Márcia: Das heißt Ihr Stammesgebiet wurde von der Brasilianischen Regierung immer noch nicht offiziell als Indianerreservat anerkannt?
Adriana: Seit 2006 hat die FUNAI (staatliche Indianerschutzbehörde) eine Arbeitsgruppe zur Anerkennung und physischen Demarkierung unseres Gebietes angekündigt. Aber bis heute wurde sie noch nicht eingesetzt. Die FUNAI hier in Ceará ist auf unserer Seite, aber alles hängt von der FUNAI in Brasilia ab. Es ist sehr wichtig, dass in Brasilia endlich die versprochene Arbeitsgruppe eingesetzt und unser Land demarkiert wird. Nur so können wir das Land und uns vor dem Nova Atlântida-Projekt schützen.

MÁRCIA: Wie sieht die Situation aktuell aus. Hat Afirma bereits mit Bauarbeiten für Nova Atlântida begonnen.
Adriana: Derzeit wird nichts gebaut, weil der Fall noch vor Gericht ist. Aber wir haben Angst, dass die Firma jeden Moment mit den Bauarbeiten beginnt. Sie hat auch bereits Zäune gezogen und unseren Zugang zu den Mangroven blockiert.
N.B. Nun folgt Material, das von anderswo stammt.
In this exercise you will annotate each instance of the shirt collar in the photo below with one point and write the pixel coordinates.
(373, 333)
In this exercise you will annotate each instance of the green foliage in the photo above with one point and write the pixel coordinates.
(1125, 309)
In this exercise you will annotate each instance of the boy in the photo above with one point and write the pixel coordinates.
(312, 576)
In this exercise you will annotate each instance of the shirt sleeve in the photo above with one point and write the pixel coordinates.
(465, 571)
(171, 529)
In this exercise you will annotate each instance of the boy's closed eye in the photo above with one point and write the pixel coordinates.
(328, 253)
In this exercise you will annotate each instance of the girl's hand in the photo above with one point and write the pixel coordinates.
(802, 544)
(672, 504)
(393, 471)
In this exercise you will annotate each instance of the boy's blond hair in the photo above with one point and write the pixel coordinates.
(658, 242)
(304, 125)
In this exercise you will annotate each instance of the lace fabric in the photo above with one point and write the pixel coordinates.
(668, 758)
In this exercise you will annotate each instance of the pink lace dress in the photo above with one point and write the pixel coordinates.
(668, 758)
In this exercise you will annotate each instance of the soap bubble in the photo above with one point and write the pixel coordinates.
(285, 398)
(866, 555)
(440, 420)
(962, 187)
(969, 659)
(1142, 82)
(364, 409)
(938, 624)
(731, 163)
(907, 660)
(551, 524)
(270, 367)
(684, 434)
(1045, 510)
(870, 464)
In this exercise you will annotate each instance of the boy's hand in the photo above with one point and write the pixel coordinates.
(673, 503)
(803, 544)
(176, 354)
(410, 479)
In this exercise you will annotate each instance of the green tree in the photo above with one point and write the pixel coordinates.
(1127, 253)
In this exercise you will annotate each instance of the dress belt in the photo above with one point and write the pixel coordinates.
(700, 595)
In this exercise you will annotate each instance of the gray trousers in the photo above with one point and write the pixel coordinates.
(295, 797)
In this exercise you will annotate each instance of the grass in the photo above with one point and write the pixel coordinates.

Márcia: Außer dem psychischen Druck, werden Sie auch physisch bedroht, damit Sie den Weg für das Tourismus-Megaprojekt frei machen?
Adriana: Wir leiden unter den verschiedensten Drohungen. Meine Schwester und Ich, wir wurden schon vor dem Bezirksgericht verklagt. Wir wurden denunziert, dass wir gar keine Indios seien und uns unrechtmäßig als Indios ausgäben. Ein anderer Konflikt geschah 2005. Unser Territorium hat einen großen Kokospalmenhain. Kokosnüsse sind wichtiger Teil unserer Ernährung, weshalb wir die Palmen schützen. Doch die Firma wollte die Palmen abholzen lassen und beauftragte die Militärpolizei uns zu vertreiben und zu verhindern, dass wir uns schützend vor den Wald stellen. Der Konflikt dauerte zwei Monate. Die Polizei schlug auch Frauen und Kinder in unserem Territorium. Einige von uns kamen ins Gefängnis. Doch die FUNAI (Indianerschutzbehörde) von Ceará half uns schließlich und verbot der Militärpolizei den Zutritt zu unserem Land.

Márcia: Was denken Sie, die Tremembé, über das spanische Unternehmen und das Projekt Nova Atlântida. Was konkret ist Ihr Anliegen?
Adriana: Wir möchten, dass die Firma von unserem Land weg geht, weit weg und für immer. Die Firma vergiftet unser Land. Wir wollen, dass sie aus unserer Mitte verschwindet, dass sie hier nichts baut, nichts pflanzt und keine Wurzeln fasst.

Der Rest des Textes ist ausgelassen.